Wishful thinking

During the fiscal year just past (2004/05), the manufacturing sector registered a growth rate of just 2.76 per cent, a figure that hardly reflects a satisfactory trend in the direction of the national economy, according to the figures just compiled by the Central Bureau of Statistics. The government has, in the current budget, set a vision of attaining economic stability and higher economic growth rate, as well as the broader goals of reducing the poverty rate to below 10 per cent of the population and of achieving the UN’s Millennium Development Goals (MDGs). How this can be possible has not, however, been explained. The economy’s performance last year, at a mere two per cent GDP growth rate, was lacklustre, but the government has fixed the target of 4.5 per cent for this year (2005/06), without providing any sound basis for this optimism.

The poor progress on the manufacturing front means that it has produced few new jobs and its contribution to the national economy has likewise been low. Garments, once the pride of the Nepali economy in foreign exchange earnings, contribution to the GDP and employment creation, slumped by 19 per cent last year in continuation of its downward spiral, which is likely to persist this year too; however, woollen carpets grew by six per cent. This trend continues across the economic board. The service industry, for example, tourism — the top foreign exchage spinner along with garments and carpets — has been in a poor shape for several years. And the agricultural sector, the largest single contributor to GDP and the mainstay of the vast majority of the Nepalis, did not perform well last year.

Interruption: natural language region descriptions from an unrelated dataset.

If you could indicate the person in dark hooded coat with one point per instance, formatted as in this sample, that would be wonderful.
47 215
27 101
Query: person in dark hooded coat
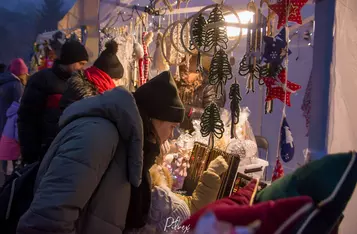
11 87
95 176
39 108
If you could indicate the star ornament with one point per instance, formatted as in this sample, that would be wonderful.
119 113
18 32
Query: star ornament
278 90
288 9
274 51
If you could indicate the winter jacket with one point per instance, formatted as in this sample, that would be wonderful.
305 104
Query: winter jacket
9 142
203 96
168 207
39 112
83 184
11 90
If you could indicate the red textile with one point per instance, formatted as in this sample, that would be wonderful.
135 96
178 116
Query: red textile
100 79
278 170
272 214
53 100
241 197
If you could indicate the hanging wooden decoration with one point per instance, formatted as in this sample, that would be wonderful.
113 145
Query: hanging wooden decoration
214 25
185 37
234 95
216 38
249 66
267 70
211 124
220 71
172 56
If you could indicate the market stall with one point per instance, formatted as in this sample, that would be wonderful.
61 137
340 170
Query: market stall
257 56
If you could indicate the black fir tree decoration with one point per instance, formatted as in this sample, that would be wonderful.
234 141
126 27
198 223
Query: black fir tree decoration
211 124
198 36
216 36
220 71
234 95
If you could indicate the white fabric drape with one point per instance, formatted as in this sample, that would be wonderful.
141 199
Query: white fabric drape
343 96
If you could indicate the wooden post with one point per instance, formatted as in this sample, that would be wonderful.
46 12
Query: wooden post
322 60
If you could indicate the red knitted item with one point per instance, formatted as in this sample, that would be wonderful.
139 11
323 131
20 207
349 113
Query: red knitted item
272 214
100 79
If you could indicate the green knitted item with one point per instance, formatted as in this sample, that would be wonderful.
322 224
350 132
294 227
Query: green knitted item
329 181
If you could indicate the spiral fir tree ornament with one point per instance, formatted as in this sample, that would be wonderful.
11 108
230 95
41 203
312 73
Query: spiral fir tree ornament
234 95
211 124
220 71
216 37
198 35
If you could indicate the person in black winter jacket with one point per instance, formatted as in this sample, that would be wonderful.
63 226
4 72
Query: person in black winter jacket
2 68
11 87
39 110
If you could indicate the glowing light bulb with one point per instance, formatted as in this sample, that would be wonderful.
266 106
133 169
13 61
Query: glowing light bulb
245 17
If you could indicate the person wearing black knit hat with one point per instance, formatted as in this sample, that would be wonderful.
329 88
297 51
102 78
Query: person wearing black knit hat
161 110
104 75
107 145
39 109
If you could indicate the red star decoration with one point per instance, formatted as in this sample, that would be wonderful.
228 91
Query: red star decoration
276 88
278 170
281 8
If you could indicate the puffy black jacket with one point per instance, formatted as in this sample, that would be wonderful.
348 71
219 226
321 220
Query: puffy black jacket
39 112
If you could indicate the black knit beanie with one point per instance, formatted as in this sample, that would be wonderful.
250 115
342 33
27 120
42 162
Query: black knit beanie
159 98
73 52
108 61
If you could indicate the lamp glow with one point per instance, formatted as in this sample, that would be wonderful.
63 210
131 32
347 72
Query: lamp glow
245 18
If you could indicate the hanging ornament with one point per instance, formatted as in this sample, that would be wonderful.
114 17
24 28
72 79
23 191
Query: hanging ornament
234 95
306 104
275 50
278 89
216 38
278 171
199 37
159 63
287 147
220 71
288 9
211 124
249 66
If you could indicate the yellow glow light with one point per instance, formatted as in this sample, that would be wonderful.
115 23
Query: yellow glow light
244 16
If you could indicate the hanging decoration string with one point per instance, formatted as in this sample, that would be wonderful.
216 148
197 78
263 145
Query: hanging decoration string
283 115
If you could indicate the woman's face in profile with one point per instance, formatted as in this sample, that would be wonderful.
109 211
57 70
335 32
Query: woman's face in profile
164 129
191 77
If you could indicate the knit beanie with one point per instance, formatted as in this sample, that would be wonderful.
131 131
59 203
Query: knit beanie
108 61
73 52
159 98
18 67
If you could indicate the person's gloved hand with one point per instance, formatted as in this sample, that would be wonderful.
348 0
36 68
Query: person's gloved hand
218 166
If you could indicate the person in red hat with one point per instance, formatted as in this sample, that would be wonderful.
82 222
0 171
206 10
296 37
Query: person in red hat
11 88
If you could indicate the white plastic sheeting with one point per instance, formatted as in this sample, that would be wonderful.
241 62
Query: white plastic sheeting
343 96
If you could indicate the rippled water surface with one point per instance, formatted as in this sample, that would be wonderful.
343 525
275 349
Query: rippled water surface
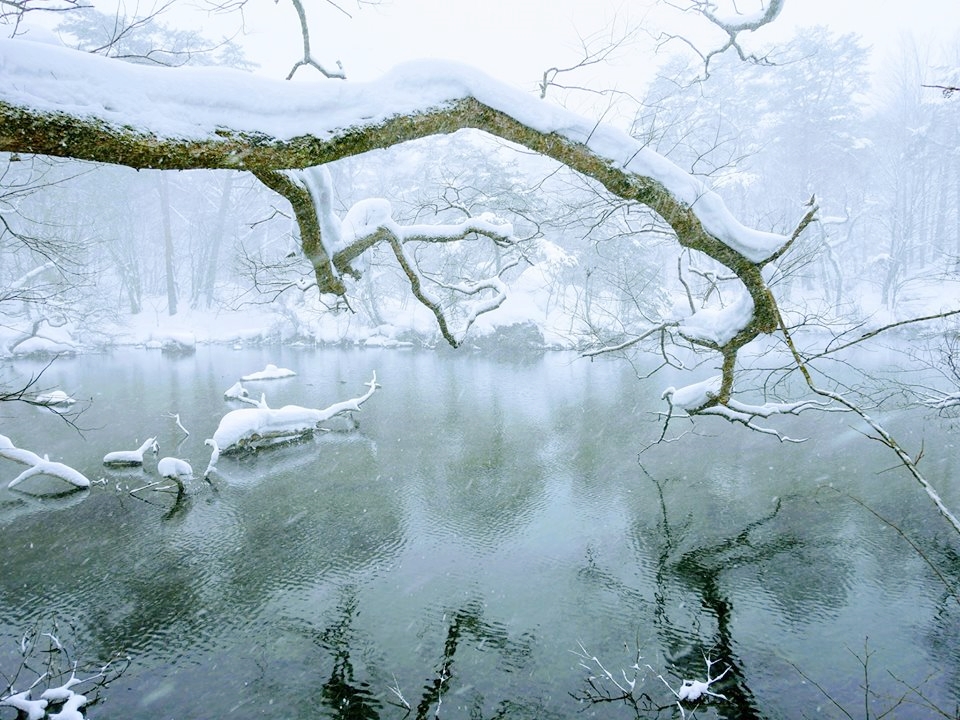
487 523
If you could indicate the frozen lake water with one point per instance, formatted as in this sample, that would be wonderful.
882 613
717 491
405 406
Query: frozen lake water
490 521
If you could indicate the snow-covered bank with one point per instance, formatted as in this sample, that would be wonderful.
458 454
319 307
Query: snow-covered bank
521 321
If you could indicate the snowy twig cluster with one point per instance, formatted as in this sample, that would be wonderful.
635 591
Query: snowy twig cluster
628 685
52 694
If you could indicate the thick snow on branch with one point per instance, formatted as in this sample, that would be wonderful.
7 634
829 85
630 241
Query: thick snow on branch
39 465
270 372
210 104
131 457
692 397
255 427
719 325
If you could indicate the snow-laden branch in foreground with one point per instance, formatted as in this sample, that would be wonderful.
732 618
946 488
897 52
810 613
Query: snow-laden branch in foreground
370 221
131 457
39 465
254 428
701 399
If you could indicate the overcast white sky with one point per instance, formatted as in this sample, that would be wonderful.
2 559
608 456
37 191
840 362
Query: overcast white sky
516 40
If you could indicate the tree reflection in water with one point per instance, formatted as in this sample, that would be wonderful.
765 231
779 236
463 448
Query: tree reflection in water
352 698
693 652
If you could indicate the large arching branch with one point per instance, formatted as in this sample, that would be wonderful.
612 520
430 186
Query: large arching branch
62 103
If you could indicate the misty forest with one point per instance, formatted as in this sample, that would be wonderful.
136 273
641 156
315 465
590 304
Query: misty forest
441 396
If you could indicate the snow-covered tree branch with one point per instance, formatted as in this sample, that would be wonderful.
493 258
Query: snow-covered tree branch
194 118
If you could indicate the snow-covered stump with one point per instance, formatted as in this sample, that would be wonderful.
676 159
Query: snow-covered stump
39 466
254 428
131 458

In the current year, too, the monsoons — drought, excessive or ill-timed rains in most parts of the country — have made it pretty clear that farm output will be unsatisfactory, too, which will, in turn, pull down the GDP growth rate. The economic outlook for this year is far from encouraging. All this renders the government’s economic growth projection for this year over-ambitious. So, if this trend continues, as is likely unless the Maoist insurgency is resolved, poverty reduction and achievement of MDGs will remain wishful thinking, like so many other plans that have gone awry during the past half century.